This is the code repository for our paper: An Engorgio Prompt Makes Large Language Model Babble on
This repository provides tools and code for:
- Crafting and testing Engorgio prompts
- Experimenting with different optimization/design configurations
- Evaluating average length and rate metrics for specific prompts
Citation: If you find our project useful, please consider citing: 🤗🤗🤗
@misc{dong2024engorgio,
title={An Engorgio Prompt Makes Large Language Model Babble on},
author={Jianshuo Dong and Ziyuan Zhang and Qingjie Zhang and Han Qiu and Tianwei Zhang and Hao Wang and Hewu Li and Qi Li and Chao Zhang and Ke Xu},
year={2024},
url={https://arxiv.org/abs/2412.19394},
}
Auto-regressive large language models (LLMs) have yielded impressive performance in many real-world tasks. However, the new paradigm of these LLMs also exposes novel threats. In this paper, we explore their vulnerability to inference cost attacks, where a malicious user crafts Engorgio prompts to intentionally increase the computation cost and latency of the inference process.
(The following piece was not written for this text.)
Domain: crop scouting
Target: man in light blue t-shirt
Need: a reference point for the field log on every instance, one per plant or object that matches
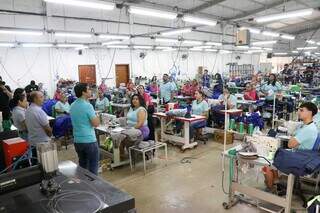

We design Engorgio, a novel methodology, to efficiently generate adversarial Engorgio prompts to affect the target LLM's service availability. Engorgio has the following two technical contributions. (1) We employ a parameterized distribution to track LLMs' prediction trajectory. (2) Targeting the auto-regressive nature of LLMs' inference process, we propose novel loss functions to stably suppress the appearance of the <EOS> token, whose occurrence will interrupt the LLM's generation process. We conduct extensive experiments on 13 open-sourced LLMs with parameters ranging from 125M to 30B. The results show that Engorgio prompts can successfully induce LLMs to generate abnormally long outputs (i.e., roughly 2-13X longer to reach 90%+ of the output length limit) in a white-box scenario and our real-world experiment demonstrates Engergio's threat to LLM service with limited computing resources.
The project requires anaconda/miniconda. Set up your environment using:
conda env create -f environment.yml
You can obtain model checkpoints in two ways:
-
Automatic Download: The Python script supports automatic downloading of selected models from the Hugging Face Hub.
-
Manual Download: Download checkpoints manually and configure the paths in
ica_utils/model.py
:AutoTokenizer.from_pretrained('/PATH/TO/THE/FILES') AutoModel.from_pretrained('/PATH/TO/THE/FILES')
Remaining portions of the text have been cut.